I agree with you. I think a canoe is a little riskier in the ocean, but other areas I think it's a good idea. I rented a canoe a few times and went down the SHanandoea casting for smallies, but last year was bad for SM bass fishing. I did have some fun with this mean, aggressie pumpkin seeds. 

You have the same long drive to the ocean that I do. Do you usually go to va beach area, MD coast or both? Those long drives can be a little ruff at times, don't ya think?


----------



## SeaSalt (Apr 29, 2002)

Pauky,

I also went on a canoe down shenandoah last year... it was alright, caught 4 or 5. I usually fish the bay in MD (spsp, metapeake, choptank, PLO and etc...) and ocean (IRI). Three hour drive is a long drive when you do an all nighter...


----------



## fishnnut (Jan 15, 2005)

I will get a Yak next year probably for surf and sound. I gonna use thecanoe for lakes creeks and rivers. I'm gonna mount some rod holders on it rig up an anchor sytem and head out for Jordan lake in afew weeks.
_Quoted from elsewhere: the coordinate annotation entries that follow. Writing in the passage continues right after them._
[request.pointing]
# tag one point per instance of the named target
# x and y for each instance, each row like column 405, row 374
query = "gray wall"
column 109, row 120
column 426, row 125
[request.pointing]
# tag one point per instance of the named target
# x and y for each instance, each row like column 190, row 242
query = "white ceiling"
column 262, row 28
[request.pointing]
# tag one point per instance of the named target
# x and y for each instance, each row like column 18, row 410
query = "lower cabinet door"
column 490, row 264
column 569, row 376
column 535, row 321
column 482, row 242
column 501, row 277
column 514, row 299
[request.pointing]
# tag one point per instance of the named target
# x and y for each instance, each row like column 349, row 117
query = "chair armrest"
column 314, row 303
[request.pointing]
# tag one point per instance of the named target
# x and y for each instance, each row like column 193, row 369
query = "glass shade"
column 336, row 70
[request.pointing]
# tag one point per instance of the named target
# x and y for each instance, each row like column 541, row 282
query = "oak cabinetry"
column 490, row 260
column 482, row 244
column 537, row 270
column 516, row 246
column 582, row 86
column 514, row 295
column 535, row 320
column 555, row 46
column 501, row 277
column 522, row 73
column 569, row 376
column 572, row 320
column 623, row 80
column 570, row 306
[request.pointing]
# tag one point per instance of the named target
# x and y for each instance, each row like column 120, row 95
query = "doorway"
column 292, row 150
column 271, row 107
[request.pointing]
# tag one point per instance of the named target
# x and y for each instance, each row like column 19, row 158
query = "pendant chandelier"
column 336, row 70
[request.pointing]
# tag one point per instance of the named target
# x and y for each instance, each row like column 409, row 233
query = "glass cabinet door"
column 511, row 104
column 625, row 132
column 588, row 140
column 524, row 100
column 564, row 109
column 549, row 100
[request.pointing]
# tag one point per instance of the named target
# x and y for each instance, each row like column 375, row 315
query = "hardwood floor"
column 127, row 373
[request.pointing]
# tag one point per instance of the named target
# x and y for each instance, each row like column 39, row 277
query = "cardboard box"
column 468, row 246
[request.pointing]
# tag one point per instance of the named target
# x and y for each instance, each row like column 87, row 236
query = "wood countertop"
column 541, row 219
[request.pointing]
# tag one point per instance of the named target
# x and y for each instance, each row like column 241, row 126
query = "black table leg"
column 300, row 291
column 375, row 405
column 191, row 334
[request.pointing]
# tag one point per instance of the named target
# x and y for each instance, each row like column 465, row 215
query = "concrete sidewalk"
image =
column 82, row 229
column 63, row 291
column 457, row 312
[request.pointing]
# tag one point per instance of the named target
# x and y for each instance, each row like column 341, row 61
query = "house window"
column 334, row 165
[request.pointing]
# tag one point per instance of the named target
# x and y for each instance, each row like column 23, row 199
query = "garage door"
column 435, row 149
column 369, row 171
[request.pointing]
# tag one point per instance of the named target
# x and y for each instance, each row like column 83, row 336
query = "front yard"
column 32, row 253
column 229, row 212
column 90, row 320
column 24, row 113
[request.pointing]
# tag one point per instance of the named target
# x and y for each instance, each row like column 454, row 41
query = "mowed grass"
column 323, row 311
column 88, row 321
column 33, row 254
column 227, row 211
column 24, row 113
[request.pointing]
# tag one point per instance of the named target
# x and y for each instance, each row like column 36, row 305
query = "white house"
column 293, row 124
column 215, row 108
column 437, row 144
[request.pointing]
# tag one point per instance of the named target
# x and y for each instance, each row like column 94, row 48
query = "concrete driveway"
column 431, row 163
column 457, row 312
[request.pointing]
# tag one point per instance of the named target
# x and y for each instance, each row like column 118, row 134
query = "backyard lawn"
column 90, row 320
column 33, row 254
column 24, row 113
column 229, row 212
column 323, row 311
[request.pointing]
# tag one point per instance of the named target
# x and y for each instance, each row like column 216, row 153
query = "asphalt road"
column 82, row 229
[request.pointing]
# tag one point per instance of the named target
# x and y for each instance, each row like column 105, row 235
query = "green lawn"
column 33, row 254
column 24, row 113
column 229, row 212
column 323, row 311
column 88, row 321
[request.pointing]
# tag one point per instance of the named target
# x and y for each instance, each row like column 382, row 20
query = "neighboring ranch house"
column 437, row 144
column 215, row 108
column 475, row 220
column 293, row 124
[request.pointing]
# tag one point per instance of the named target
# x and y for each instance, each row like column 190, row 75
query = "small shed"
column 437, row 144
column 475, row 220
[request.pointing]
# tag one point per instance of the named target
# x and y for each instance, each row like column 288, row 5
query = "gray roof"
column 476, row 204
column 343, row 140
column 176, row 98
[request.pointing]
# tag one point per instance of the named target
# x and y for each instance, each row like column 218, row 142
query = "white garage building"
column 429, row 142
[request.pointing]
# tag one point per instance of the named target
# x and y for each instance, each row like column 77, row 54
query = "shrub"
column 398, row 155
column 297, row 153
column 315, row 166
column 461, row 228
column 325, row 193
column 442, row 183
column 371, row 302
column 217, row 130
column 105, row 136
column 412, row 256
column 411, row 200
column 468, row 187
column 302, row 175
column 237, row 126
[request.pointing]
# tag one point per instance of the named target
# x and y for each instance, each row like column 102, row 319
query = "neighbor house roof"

I know some real good crappie holes that are reachable from the wildlife ramps.Might head up to the New river later on in the spring for some smallies. Gotta fish somewhere soon. i am gonna be in Buxton Week before thanksgiving.


----------



## f1b32oPTic (Oct 15, 2004)

ive fished the sound around avon and buxton with my canoe and did quite well.

fishing some deep holes around le troughe 'canadian hole'

me and my gf got into some nice trout. caught some nice puppy drum too at one of the dilapidated sound piers. 

heck, one day on the sound in between buxton and avon we were walking our canoes over a really big shallow flat that was about 8" deep we came up on a nice flounder nesteled down in the sand and i just scooped him up in the landing net. he was pissed! it was like a stick of dynamite going off in that net. ill never forget that one

but yeah back to the thread, i wouldnt hesitate to put the canoe in the sound or the intercoastal, a 5lb. fish will pull you!


----------